Die eiserne Krone, mit der Marie den Krebs bekämpfte

Roxette,mit Saengerin Marie FREDRIKSSON,Popduo,2009,10.12.2009.Konzert,Buehne,Show,stage, Musikgruppe,Band,live, Livekonzert. | Verwendung weltweit Roxette,mit Saengerin Marie FREDRIKSSON,Popduo,2009,10.12.2009.Konzert,Buehne,Show,stage, Musikgruppe,Band,live, Livekonzert. | Verwendung weltweit
Auf der Bühne fühlte sie sich zu Hause. Doch die Zeit mit Roxette ist endgültig vorbei. Marie Fredriksson auf einer Comeback-Tournee 2009
Quelle: picture-alliance / Sven Simon
Sie war das umjubelte, extrem erfolgreiche Gesicht der Band Roxette – bis der Krebs sie von der Bühne zwang. Jetzt spricht Marie Fredriksson erstmals über die Jahre mit der Krankheit.

Als die Krankheit sie umhaute, hatte Marie Fredriksson gerade beschlossen, eine Pause einzulegen. Im Nachhinein vermutet sie, dass sich ihr Zusammenbruch schon ankündigte. Sie hatte keine Lust mehr aufzutreten, war müde, gereizt, unzufrieden. Dass es der Krebs war, der sich so äußerte, hatte sie nicht geahnt. Bis zu jenem 11. September 2002.

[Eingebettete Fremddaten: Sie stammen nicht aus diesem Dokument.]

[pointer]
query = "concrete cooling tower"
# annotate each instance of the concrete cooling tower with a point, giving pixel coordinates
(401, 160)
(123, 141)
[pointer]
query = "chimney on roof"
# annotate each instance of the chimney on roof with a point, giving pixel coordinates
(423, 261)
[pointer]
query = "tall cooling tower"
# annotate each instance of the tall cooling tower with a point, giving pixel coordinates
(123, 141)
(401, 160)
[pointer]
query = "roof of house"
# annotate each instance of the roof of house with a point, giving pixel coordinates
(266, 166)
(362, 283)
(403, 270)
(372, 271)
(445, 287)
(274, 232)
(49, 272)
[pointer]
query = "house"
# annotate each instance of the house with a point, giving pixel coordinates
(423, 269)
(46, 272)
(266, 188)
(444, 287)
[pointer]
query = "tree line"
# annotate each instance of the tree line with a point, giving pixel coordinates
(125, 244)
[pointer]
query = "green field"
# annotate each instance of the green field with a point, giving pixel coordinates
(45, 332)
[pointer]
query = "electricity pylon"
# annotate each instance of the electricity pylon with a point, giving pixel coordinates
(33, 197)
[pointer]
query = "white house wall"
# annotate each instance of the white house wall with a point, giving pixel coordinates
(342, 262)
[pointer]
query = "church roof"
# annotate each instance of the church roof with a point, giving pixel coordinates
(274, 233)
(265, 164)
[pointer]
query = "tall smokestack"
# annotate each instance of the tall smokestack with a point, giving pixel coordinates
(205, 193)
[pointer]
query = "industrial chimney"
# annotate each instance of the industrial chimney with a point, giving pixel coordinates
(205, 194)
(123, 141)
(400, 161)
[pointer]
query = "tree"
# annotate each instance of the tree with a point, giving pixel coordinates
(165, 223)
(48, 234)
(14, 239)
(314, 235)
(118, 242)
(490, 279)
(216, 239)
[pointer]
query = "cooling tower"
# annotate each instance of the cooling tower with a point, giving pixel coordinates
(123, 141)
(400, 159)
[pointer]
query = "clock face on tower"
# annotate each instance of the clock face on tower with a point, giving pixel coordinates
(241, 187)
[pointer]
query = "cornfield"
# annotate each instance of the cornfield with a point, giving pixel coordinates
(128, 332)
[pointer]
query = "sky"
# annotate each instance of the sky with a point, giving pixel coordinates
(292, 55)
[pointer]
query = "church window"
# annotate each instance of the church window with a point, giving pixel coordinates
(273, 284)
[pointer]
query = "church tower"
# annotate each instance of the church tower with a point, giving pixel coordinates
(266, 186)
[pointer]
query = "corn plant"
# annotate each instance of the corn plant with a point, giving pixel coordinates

Fredriksson, Sängerin des erfolgreichen schwedischen Pop-Duos Roxette, bereitete sich gerade auf einen Flug nach Amsterdam vor, als ihr schlecht wurde. Im Badezimmer erlitt sie einen Krampfanfall. Ihr Mann Micke fand sie dort, auf dem Boden liegend und beinahe bewusstlos. Das Nächste, an das sich Fredriksson erinnert, ist das Krankenhaus. Und die Diagnose: Hirntumor.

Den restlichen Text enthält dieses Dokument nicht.